Instruction-tuned Self-Questioning Framework for Multimodal Reasoning
This addresses challenges in multimodal reasoning for AI systems, offering a more interpretable and effective approach, though it appears incremental as it builds on existing instruction-tuning and self-questioning techniques.
The paper tackles the problem of multi-step reasoning in vision-language understanding by proposing SQ-InstructBLIP, a framework that iteratively generates image-aware sub-questions and sub-answers to improve accuracy on VQA tasks, showing enhanced performance compared to prior methods.

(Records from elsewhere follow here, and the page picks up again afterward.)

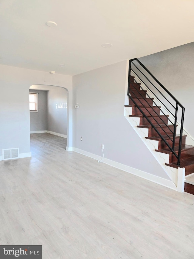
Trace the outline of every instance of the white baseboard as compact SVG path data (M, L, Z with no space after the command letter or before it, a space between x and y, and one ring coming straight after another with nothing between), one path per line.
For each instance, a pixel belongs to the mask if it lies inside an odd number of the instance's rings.
M64 134L61 134L60 133L57 133L56 132L53 132L52 131L50 131L49 130L37 130L34 131L31 131L30 134L35 133L49 133L50 134L52 134L53 135L56 135L59 137L62 137L62 138L67 138L67 136Z
M31 131L30 134L34 133L46 133L47 132L47 130L36 130L34 131Z
M73 150L72 147L66 147L66 150L67 151L72 151Z
M59 137L62 137L62 138L67 138L67 136L66 135L65 135L64 134L61 134L60 133L57 133L56 132L53 132L52 131L50 131L49 130L46 131L47 133L49 133L50 134L52 134L53 135L56 135L56 136L59 136Z
M19 158L24 158L25 157L30 157L32 156L32 153L29 152L26 153L22 153L19 154Z
M102 159L102 157L97 155L85 150L80 149L77 148L73 147L72 150L77 153L82 154L94 159L96 158L98 160ZM175 185L172 181L170 180L161 178L151 174L149 173L147 173L146 172L133 168L128 165L123 165L123 164L121 164L120 163L118 163L118 162L115 162L115 161L113 161L106 158L103 158L102 162L104 163L105 164L111 165L114 167L115 167L116 168L118 168L132 174L139 176L141 178L148 180L151 182L157 183L170 189L172 189L176 191L177 190L177 188Z

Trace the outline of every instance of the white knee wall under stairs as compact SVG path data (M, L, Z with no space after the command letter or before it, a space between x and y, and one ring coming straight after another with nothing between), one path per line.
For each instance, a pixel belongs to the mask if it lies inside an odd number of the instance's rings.
M132 114L132 107L125 107L125 117L127 120L174 183L177 191L182 192L184 191L185 169L179 168L178 169L165 165L165 163L169 163L169 155L155 151L155 149L158 149L159 141L145 138L146 137L148 136L148 129L138 128L137 126L139 125L140 119L138 117L130 117L129 115Z

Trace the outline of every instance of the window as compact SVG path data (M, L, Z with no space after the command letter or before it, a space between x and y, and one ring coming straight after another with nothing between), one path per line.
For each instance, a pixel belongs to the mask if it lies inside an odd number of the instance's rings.
M38 93L30 93L29 94L30 101L30 111L38 111Z

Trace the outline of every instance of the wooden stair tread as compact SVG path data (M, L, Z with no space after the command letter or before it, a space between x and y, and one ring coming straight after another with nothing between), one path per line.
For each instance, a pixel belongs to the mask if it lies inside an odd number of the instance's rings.
M194 146L191 146L190 145L184 145L181 146L181 152L184 152L188 149L190 150L192 149L194 149ZM165 154L171 154L172 152L167 148L162 148L162 149L155 149L155 151L161 153L165 153ZM175 147L174 151L175 152L179 152L179 146L176 146ZM193 157L194 158L194 156Z
M131 116L133 115L129 115L129 116L131 117ZM165 125L165 124L160 124L159 125L154 125L154 127L155 128L162 128L163 127L167 127L167 126L168 126L168 127L169 127L170 126L174 126L174 125L173 125L172 124L166 124L166 125ZM137 127L138 128L145 128L148 129L151 128L153 128L153 127L151 125L137 125Z
M169 136L172 139L173 138L173 135L172 134L169 134ZM187 137L187 135L183 135L182 137L184 138L186 138L186 137ZM170 138L168 137L168 136L166 136L166 135L162 135L162 137L166 140L167 139L169 139ZM180 134L176 134L176 136L175 137L175 138L179 138L180 137ZM146 137L146 138L147 139L151 139L152 140L158 140L158 141L160 141L161 140L162 140L162 139L159 136L158 137Z
M135 115L129 115L129 117L138 117L138 118L142 118L143 117L145 117L144 115L143 115L142 114L135 114ZM160 117L160 116L164 116L165 117L169 117L169 115L157 115L156 114L156 115L146 115L147 117L155 117L157 118L158 117ZM145 117L145 118L146 118ZM171 124L171 125L172 125L172 124Z
M144 105L144 105L138 105L138 106L139 107L140 107L140 108L144 108L145 107L146 107L146 108L148 108L148 108L158 108L160 109L160 108L161 107L161 106L152 106L151 105L150 105L150 106L149 105L148 105L147 106L146 106L145 105ZM132 104L131 105L125 105L125 107L137 107L137 106L136 105L135 105L135 104Z
M153 101L154 99L154 98L149 98L149 97L146 97L145 98L143 98L143 97L139 97L138 98L137 98L136 97L132 97L132 98L133 99L142 99L143 100L145 100L145 99L146 99L146 99L148 99L148 100L149 100L149 99L151 99L152 101Z

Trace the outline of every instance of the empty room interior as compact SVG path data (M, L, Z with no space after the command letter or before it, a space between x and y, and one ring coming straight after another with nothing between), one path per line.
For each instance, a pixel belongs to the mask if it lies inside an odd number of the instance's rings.
M193 258L194 2L1 5L0 258Z

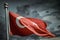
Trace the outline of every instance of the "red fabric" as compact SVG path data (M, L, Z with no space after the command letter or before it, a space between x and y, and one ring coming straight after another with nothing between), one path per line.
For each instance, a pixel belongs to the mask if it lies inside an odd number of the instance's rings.
M55 37L55 35L46 30L47 24L40 19L27 17L21 18L19 22L21 25L25 27L24 28L18 27L16 24L16 17L18 16L19 16L18 14L9 12L10 31L13 35L28 36L31 34L35 34L44 37ZM36 23L37 25L33 24L32 22Z

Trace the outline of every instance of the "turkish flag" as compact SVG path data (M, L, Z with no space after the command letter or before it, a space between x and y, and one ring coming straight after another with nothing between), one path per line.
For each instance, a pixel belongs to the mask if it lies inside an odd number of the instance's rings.
M12 35L28 36L35 34L43 37L55 37L46 29L47 24L43 20L19 16L13 12L9 12L9 19L10 34Z

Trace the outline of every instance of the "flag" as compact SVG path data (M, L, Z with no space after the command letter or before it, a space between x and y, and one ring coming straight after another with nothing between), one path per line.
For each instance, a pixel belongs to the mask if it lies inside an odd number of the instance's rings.
M9 12L9 19L12 35L29 36L35 34L43 37L55 37L46 29L47 24L41 19L23 17L14 12Z

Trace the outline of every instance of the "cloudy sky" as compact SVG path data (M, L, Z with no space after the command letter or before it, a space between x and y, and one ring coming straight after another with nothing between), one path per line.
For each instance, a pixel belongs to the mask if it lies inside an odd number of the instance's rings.
M13 11L26 17L42 19L48 24L47 29L49 31L54 33L56 36L60 36L60 1L58 0L13 0L13 1L0 0L0 24L1 24L0 32L2 33L2 35L1 34L0 35L2 37L5 38L6 36L6 35L3 36L3 33L6 34L5 9L3 5L4 2L7 2L9 4L8 11ZM28 6L25 7L26 5ZM33 38L35 37L33 36Z

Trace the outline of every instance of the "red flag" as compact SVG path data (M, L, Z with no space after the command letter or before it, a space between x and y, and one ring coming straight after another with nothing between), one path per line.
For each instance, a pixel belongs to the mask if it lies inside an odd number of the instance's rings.
M44 37L55 37L46 29L47 24L40 19L19 16L13 12L9 12L9 17L10 33L13 35L28 36L35 34Z

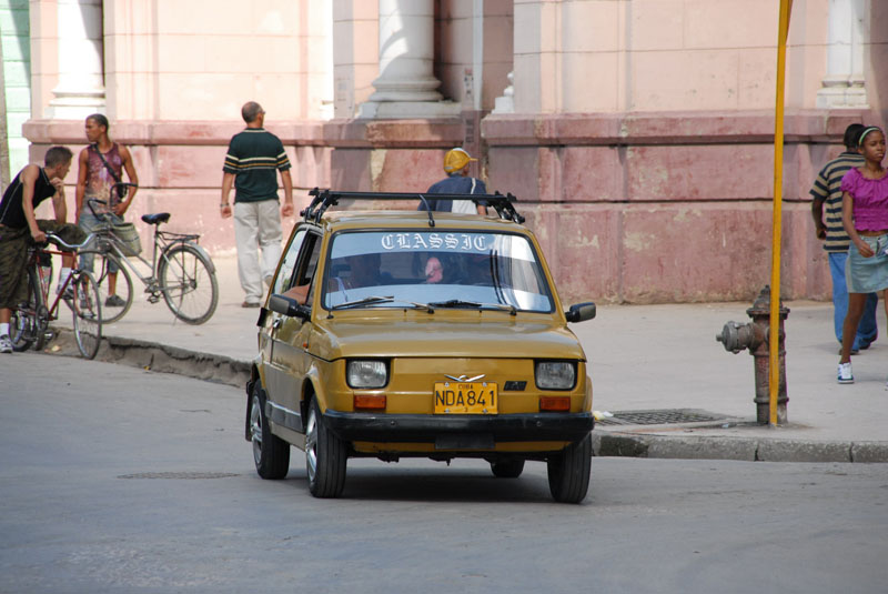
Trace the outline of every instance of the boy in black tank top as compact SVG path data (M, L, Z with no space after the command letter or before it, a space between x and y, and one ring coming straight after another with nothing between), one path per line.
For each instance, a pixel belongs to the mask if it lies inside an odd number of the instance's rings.
M47 232L60 235L68 243L81 243L87 234L74 224L65 223L64 177L71 169L72 153L65 147L47 151L46 167L36 164L22 169L9 184L0 201L0 353L11 353L9 320L12 308L28 299L27 254L30 241L47 240ZM52 199L54 221L37 220L34 209ZM67 280L72 256L62 262L60 281Z

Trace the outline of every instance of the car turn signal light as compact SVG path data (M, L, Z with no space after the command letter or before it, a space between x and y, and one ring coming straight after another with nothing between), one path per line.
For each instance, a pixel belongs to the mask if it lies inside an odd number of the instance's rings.
M571 396L542 396L539 399L539 410L549 412L569 412Z
M385 394L355 394L354 409L381 411L385 409Z

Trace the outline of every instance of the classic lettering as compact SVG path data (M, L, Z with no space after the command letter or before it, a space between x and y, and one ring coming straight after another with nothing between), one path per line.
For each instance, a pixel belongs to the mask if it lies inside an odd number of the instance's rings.
M384 251L392 250L454 250L461 252L486 252L487 235L474 233L385 233L380 236Z

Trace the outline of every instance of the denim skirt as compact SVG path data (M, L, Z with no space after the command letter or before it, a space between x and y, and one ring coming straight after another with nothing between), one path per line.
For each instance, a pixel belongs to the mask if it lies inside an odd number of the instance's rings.
M875 293L888 289L888 233L876 236L860 235L869 248L876 252L871 258L864 258L851 243L848 246L848 260L845 263L845 279L849 293Z

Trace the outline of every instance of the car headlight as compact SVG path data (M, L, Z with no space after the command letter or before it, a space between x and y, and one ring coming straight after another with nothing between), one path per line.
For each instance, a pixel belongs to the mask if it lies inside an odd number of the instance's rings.
M349 361L345 379L351 387L382 387L389 382L385 361Z
M536 386L541 390L571 390L576 384L572 361L537 361Z

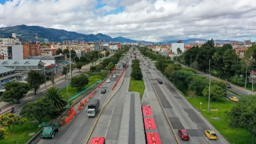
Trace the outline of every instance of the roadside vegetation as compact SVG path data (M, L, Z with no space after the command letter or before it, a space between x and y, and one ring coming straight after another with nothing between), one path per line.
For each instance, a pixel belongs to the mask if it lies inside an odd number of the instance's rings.
M187 65L190 65L192 60L192 68L208 72L209 61L206 58L210 58L212 55L211 73L219 73L217 70L224 70L225 75L229 76L227 79L238 85L244 85L245 78L241 75L243 73L241 71L243 68L243 60L236 55L231 46L225 44L223 47L216 48L214 42L212 39L209 40L200 48L194 46L184 53L177 50L179 55L174 60ZM249 49L253 50L253 51L255 49L256 52L255 46L253 45ZM165 56L157 53L153 54L147 48L142 48L140 51L144 55L156 60L155 63L157 68L183 93L191 104L200 109L200 103L202 103L200 112L231 143L256 143L256 129L253 128L256 126L255 96L241 96L239 101L235 103L225 98L225 83L211 80L210 109L212 109L208 114L209 80L197 75L194 69L182 68L181 65L174 64L170 57L166 60ZM256 68L256 63L255 66Z
M139 62L139 59L135 59L132 61L132 72L131 73L131 78L130 80L129 91L139 92L141 99L145 89L145 85L142 80L143 75L140 67Z

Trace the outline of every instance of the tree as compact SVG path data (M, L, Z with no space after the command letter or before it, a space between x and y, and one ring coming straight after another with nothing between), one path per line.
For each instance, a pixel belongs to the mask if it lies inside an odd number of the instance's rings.
M112 70L113 70L114 66L115 66L114 65L114 64L113 64L113 63L110 62L109 64L109 65L107 65L107 67L106 69L107 71L111 71Z
M1 98L2 101L7 102L17 101L19 104L19 100L24 97L31 89L29 83L19 82L8 82L4 86L6 91Z
M83 66L83 64L81 62L78 62L77 63L76 65L76 67L77 69L79 70L79 72L80 72L80 70L82 69L82 67Z
M55 112L60 111L67 104L67 97L61 94L59 89L56 87L51 87L48 89L45 96L53 102Z
M4 129L0 129L0 140L5 138L5 130Z
M30 87L33 89L36 95L36 91L40 88L40 85L45 82L46 79L43 73L31 71L28 72L26 81L29 83Z
M62 72L61 72L61 74L62 74L62 75L65 75L65 79L67 79L66 76L67 74L67 70L68 70L68 69L67 68L66 66L64 66L62 67Z
M25 122L25 118L13 114L7 113L0 116L0 127L8 127L11 133L13 132L14 126L21 126Z
M256 97L242 97L237 104L234 105L228 113L232 127L245 129L256 136ZM252 143L255 144L254 143Z
M82 63L85 63L86 62L86 58L85 58L85 57L80 57L80 59L79 60L79 62L82 62Z
M108 57L110 54L110 52L109 51L106 51L106 53L105 54L106 57Z
M55 83L55 82L54 82L54 73L53 73L53 72L51 72L51 83L53 84L53 85L54 85L54 84Z
M171 65L168 65L164 70L164 75L167 78L169 78L171 73L174 71L174 68Z
M52 114L54 111L53 102L47 97L39 98L34 102L29 102L21 108L20 115L32 120L36 119L40 123L45 116Z
M97 61L97 60L98 59L97 59L97 58L93 58L92 60L92 62L93 64L93 62L95 62L95 64L96 64L96 62Z
M137 80L141 80L142 79L143 75L141 72L141 69L134 69L132 71L131 76Z
M62 50L60 48L58 48L58 50L56 51L56 54L57 55L58 55L60 54L63 54L63 52L62 51Z
M75 57L75 61L76 63L79 62L79 60L79 60L79 58L78 57Z
M70 86L72 87L77 88L77 91L79 91L89 82L89 80L87 76L82 74L80 76L72 77L70 81Z
M209 87L205 88L203 91L203 96L208 97L209 96ZM217 85L211 86L210 98L211 101L216 101L219 98L225 97L227 96L227 90Z

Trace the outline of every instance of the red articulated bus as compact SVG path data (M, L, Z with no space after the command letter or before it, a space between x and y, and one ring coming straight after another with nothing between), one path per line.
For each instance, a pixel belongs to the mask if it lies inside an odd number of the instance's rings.
M104 137L93 137L89 144L106 144Z
M146 133L147 144L161 144L158 133Z
M142 115L143 117L153 117L153 113L152 112L151 107L150 105L142 106Z

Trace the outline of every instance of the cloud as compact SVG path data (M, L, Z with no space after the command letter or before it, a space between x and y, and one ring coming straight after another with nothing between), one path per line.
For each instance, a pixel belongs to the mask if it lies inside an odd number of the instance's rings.
M24 24L153 42L212 36L255 41L255 1L13 0L0 4L0 27Z

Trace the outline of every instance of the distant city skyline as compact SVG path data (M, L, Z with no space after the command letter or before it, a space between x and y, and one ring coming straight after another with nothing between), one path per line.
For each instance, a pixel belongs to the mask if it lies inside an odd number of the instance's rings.
M77 0L71 4L62 0L0 0L0 9L4 10L0 27L24 24L154 42L211 37L255 42L253 2Z

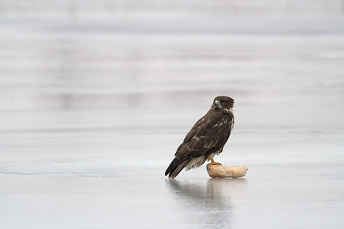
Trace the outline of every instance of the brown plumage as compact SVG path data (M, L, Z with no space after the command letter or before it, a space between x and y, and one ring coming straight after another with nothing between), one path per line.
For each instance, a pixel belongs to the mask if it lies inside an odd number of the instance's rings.
M234 100L227 96L214 99L210 109L195 124L177 149L165 176L175 178L182 170L201 166L222 152L234 126Z

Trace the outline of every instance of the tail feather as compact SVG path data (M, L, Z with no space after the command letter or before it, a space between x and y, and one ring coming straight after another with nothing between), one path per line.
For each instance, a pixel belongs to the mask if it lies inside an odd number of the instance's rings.
M174 158L171 162L169 168L166 170L166 172L165 173L165 176L167 176L168 174L170 174L169 178L172 179L175 178L183 169L186 166L186 165L188 164L191 160L191 158L189 158L180 161L179 158Z

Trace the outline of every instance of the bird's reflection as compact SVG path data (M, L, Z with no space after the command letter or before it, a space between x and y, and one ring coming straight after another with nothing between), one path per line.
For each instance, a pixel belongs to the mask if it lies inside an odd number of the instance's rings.
M232 227L230 191L245 189L246 182L244 178L212 178L207 182L166 180L188 220L185 223L200 228Z

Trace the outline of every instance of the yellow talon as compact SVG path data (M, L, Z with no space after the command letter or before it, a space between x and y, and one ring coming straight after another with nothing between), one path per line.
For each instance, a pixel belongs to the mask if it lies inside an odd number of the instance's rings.
M207 165L207 167L208 166L210 165L222 165L221 163L219 163L219 162L215 162L215 161L214 160L214 158L211 158L211 162L209 163Z

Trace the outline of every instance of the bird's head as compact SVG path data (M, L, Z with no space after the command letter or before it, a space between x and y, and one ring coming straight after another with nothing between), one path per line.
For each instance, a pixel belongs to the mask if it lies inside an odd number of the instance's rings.
M214 109L229 109L234 107L234 100L228 96L218 96L214 99L211 107Z

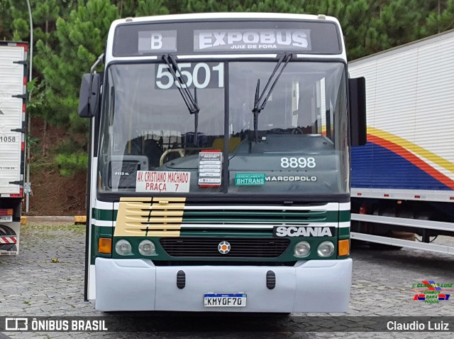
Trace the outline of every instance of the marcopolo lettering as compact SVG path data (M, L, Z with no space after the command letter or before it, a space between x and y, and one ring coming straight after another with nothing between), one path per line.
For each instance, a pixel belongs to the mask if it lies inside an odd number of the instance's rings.
M196 31L194 50L310 48L309 30Z
M273 235L275 237L332 237L333 229L334 227L277 226L273 227Z

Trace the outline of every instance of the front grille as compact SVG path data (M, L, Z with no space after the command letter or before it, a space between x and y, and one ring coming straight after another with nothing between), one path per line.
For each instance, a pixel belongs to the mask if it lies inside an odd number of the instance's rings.
M230 252L218 250L221 242L228 242ZM160 240L164 250L171 257L276 258L289 247L288 239L167 237Z

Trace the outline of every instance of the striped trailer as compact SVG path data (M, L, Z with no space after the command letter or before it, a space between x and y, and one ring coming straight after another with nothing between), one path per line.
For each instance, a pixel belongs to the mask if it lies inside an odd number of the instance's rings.
M438 237L454 236L453 63L450 31L349 63L368 141L352 150L352 239L454 254Z
M19 251L23 197L26 43L0 41L0 255Z

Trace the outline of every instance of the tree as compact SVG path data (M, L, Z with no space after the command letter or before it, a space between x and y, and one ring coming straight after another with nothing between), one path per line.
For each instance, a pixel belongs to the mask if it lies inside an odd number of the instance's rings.
M57 159L62 174L86 169L87 121L77 113L80 80L104 51L110 25L118 16L117 7L109 0L80 1L67 18L57 20L57 51L42 40L36 43L47 84L48 114L54 117L52 123L67 126L71 138Z

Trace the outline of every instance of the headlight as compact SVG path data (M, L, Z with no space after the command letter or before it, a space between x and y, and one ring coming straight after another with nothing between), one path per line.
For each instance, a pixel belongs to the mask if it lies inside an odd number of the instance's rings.
M317 253L320 257L329 257L334 252L334 244L331 242L323 242L317 248Z
M156 247L150 240L143 240L139 244L139 252L142 255L152 255L156 252Z
M133 247L128 240L118 240L115 245L115 252L120 255L131 254Z
M299 242L295 245L294 252L297 257L307 257L311 252L311 245L307 242Z

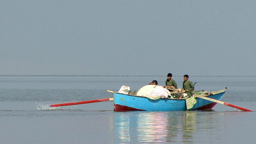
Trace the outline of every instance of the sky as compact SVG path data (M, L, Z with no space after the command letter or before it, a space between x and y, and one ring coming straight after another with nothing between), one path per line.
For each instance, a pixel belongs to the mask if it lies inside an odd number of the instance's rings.
M255 0L1 0L0 75L256 76Z

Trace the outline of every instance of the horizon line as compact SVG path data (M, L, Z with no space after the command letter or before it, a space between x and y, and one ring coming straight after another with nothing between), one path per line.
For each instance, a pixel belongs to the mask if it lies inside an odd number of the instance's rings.
M70 76L70 77L79 77L79 76L102 76L102 77L119 77L119 76L128 76L128 77L150 77L150 76L158 76L158 77L166 77L166 76L159 75L68 75L68 74L25 74L25 75L11 75L11 74L3 74L0 75L0 76ZM183 77L183 76L177 76L177 77ZM190 76L190 77L256 77L256 76Z

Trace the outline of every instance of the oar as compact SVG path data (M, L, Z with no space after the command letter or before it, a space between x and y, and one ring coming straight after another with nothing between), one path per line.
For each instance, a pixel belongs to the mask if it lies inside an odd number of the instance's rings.
M88 104L88 103L94 103L94 102L106 102L106 101L111 101L111 100L113 100L113 98L104 98L104 99L98 99L98 100L86 100L84 101L77 102L68 102L68 103L63 103L63 104L52 104L50 106L50 107L58 107L58 106L72 106L74 105L85 104Z
M210 100L210 101L212 102L217 102L219 104L220 104L223 105L224 105L227 106L230 106L234 108L237 108L238 110L243 110L244 111L246 111L246 112L253 112L252 110L248 110L248 109L246 109L245 108L242 108L242 107L240 107L238 106L235 106L234 105L233 105L232 104L229 104L228 103L226 103L226 102L222 102L218 100L215 100L213 98L208 98L206 96L200 96L200 95L198 94L194 94L194 96L195 96L195 97L197 97L197 98L199 98L202 99L205 99L205 100Z

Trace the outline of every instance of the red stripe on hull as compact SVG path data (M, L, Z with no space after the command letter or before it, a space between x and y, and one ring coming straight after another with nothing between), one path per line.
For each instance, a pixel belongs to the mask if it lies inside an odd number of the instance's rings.
M114 111L116 112L123 112L131 111L145 111L145 110L132 108L118 104L115 104L114 105Z
M217 102L213 102L210 104L208 104L207 105L206 105L205 106L201 106L200 108L197 108L194 109L193 110L204 110L207 109L211 109L213 108L213 107L215 106L215 105L217 104Z

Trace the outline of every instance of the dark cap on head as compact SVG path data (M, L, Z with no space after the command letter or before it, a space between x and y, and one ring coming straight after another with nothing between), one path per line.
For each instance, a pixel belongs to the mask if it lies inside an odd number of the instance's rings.
M167 74L167 76L172 76L172 73L168 73L168 74Z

The field of vision-language understanding has been actively researched in recent years, thanks to the development of Large Language Models~(LLMs). However, it still needs help with problems requiring multi-step reasoning, even for very simple questions. Recent studies adopt LLMs to tackle this problem by iteratively generating sub-questions and answers. However, there are disadvantages such as 1) the fine-grained visual contents of images are not available using LLMs that cannot read visual information, 2) internal mechanisms are inaccessible and difficult to reproduce by using black-box LLMs. To solve these problems, we propose the SQ (Self-Questioning)-InstructBLIP, which improves inference performance by generating image-aware informative sub-questions and sub-answers iteratively. The SQ-InstructBLIP, which consists of a Questioner, Answerer, and Reasoner that share the same architecture. Questioner and Answerer generate sub-questions and sub-answers to help infer the main-question, and Reasoner performs reasoning on the main-question considering the generated sub-question information. Our experiments show that the proposed method SQ-InstructBLIP, which uses the generated sub-questions as additional information when solving the VQA task, performs more accurate reasoning than the previous works.